The NFL, Boxing and Soccer

September 10, 2014

A while back I wrote a blog titled The National Felony League, a comment on the growing criminal activity that was ruining the sport. At that time my focus was on New England Patriots tight end Aaron Hernandez, who now sits in a Boston jail awaiting trial accused of three murders. Certainly, an NFL player as an alleged murderer is a rare occurence ( although Ray Lewis of the Baltimore Ravens was acquitted of involvement in a murder a few years ago).

Now it is Ray Rice, who threw that haymaker in the elevator that decked his fiance (now wife) and caused a media firestorm and the wrath of any right thinking American sports fan. It is no news that the NFL has an image problem as more and more stories emerge about domestic abuse by current players, players who in all cases were not punished except a promise to go into anger management classes.

But the Ray Rice debacle aside, the National Football League has a whole gridiron of felonious or at best behavioral problems – illegal use of performance enhancing or mood changing drugs, alcohol-induced bar fights, firearms violations, rapes, homophoic outbursts and increasing numnbes of domestic abuse allegations, and I haven’t even mentioned the concussion compensation fiasco and the racist argument over the branding of the Washington Redskins. With a multi-billion dollar industry at stake and the label of “America’s sports pastimne”, the NFL has moved forward with blinders on toward that holy grail of revenue with illegal activity a mere minor bump in the road.

The punch in the elevator has at least for a time awakened many Americans to the troubled sport of football. This current PR mess will soon blow over and fans can get back to their man caves with the boys and cheer on those bone-crunching tackles and end zone victory dances.

But I was intrigued to read a few accounts by sports columnists with a brain and a heart who feel that in perhaps twenty or thirty years football will go the way of boxing, a sport with limited support watched by fans willing to pony up thirty dollars for a pay per view game.

There are already signs of football’s future demise and the analogy to boxing as parents are taking their kids out of pee wee football and even high school teams have some no shows as mom and dad tell their athletically inclined kids to find another sport. The fear of concussions or other long term injuries has soured a growing numnber of parents and indeed young people on ” America’s pastime). Take this attitude out some twenty years and football is in trouble and becoming the new boxing.

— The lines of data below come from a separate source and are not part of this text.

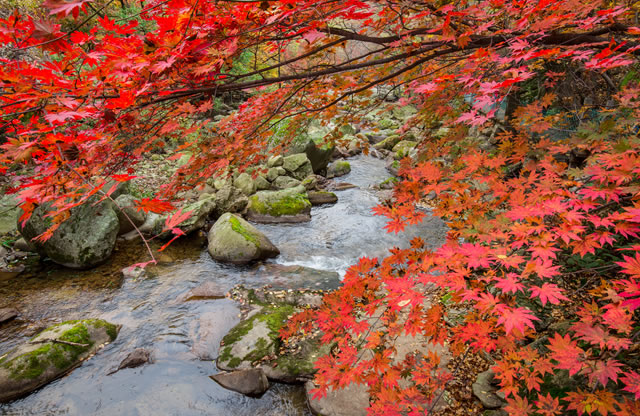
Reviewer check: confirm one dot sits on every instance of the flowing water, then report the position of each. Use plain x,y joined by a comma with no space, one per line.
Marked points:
184,336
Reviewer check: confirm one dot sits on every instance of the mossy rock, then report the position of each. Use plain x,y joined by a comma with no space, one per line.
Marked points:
288,205
45,358
233,240
338,168
83,241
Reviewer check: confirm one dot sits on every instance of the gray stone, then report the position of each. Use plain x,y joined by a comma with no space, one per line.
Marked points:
285,182
51,354
136,358
252,382
298,166
230,199
274,172
274,161
353,400
8,314
338,168
84,240
245,183
288,205
485,390
233,240
322,197
127,213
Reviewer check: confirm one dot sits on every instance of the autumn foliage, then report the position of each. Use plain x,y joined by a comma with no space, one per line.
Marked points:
544,228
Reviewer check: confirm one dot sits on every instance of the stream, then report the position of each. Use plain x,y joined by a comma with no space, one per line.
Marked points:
184,336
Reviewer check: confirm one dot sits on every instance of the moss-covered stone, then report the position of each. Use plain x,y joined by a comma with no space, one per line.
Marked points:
50,354
232,239
288,205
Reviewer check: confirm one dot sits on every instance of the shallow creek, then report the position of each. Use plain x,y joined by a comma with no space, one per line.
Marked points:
154,315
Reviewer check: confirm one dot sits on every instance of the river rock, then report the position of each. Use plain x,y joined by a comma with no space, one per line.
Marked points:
285,182
46,357
136,358
8,314
200,212
322,197
252,382
230,199
127,213
338,168
9,213
353,400
485,390
298,166
84,240
274,172
245,183
388,143
403,149
289,205
233,240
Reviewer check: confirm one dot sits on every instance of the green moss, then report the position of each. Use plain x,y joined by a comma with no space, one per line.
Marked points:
288,205
237,227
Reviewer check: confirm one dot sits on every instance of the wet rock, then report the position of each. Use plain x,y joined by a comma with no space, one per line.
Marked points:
8,314
285,182
232,239
51,354
85,240
229,199
322,197
289,205
245,183
403,149
298,166
252,382
353,400
136,358
485,390
338,168
207,290
127,213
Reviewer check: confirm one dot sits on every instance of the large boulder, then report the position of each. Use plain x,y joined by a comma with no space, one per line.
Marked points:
8,214
127,213
51,354
288,205
252,382
233,240
84,240
298,166
338,168
230,199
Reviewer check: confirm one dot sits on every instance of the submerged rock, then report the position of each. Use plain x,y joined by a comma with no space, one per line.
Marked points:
338,168
51,354
84,240
322,197
252,382
233,240
289,205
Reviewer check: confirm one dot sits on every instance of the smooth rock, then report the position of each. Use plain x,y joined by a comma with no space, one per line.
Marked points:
8,314
84,240
252,382
127,213
233,240
338,168
46,357
288,205
322,197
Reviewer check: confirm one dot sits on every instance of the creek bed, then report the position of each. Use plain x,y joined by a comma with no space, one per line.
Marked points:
153,314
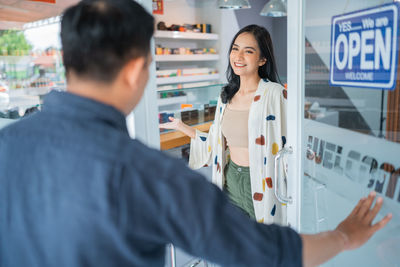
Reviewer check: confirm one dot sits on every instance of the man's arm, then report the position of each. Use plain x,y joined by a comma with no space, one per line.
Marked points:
353,232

What will replace football, well that’s easy – football or as we call it soccer. Already gaining in popularity, soccer is a sport that mixes endurance with skill without shoulder pads and helmets. Now the international organization that runs soccer – FIFA – makes the NFL look like a bunch of choirboys as it remains scandal-ridden. But the sport itself is attractive and a lot safer than our brand of football, and at the moment not overly populated with criminal and miscreants.

Ray Rice didn’t know it the night he clocked his fiance, but he may have contributed to the decline of American style football and given new meaning to the title of his employer – The National Felony League.

O The Injustice!

September 26, 2012

No matter where you end up in life, you rarely lose those connections of your youth. In my case it is Wisconsin and the Green Bay Packers. So when I saw that bogus call by the replacement refs in the final seconds of the game, I started yelling at my flat screen.

I continued my rant when I heard of the NFL’s final decision to uphold the bogus call, and joined Aaron Rodgers in wondering why a multi-billion dollar enterprise can’t settle a basically petty dispute with the real referees.

But it gets a little more complicated because as a newly minted New England Patriots fan and the father of a daughter who gives new meaning to the term Patriots fanatic, I was equally upset when the Baltimore Ravens took away a Patriots victory in a highly suspect field goal that was called good by again the replacement refs.

So to make a long story short, my life as a Packer and Patriots fan is filled with a mix of anger, sadness and anger ( and let me add anger to the mix). Labor disputes that drag on for weeks and weeks always create inconvenience, name-calling and huge voids in services that are taken for granted.

The real refs want more money and pensions, but who doesn’t. The NFL is trying to hold the line on costs and views the refs as incidental employees who are not important to the show. Boy were they wrong. This dispute will end, perhaps in the next 24-48 hours, but the losses by the Packers and Patriots are on the books and who knows may come to haunt both teams down the road.

I really don’t have sympathy for the replacement referees, since they certainly must have known what they were getting into, but of course saw the dollar signs. Now as a result of their incompetence, they will go down in NFL history as labor scabs, petty opportunists and lousy football officials. Not much of a legacy for a few extra bucks.

As for the Packers and the Patriots, I am on my knees praying to the football God that the Super Bowl has these two teams fighting it out on neutral ground with real officials.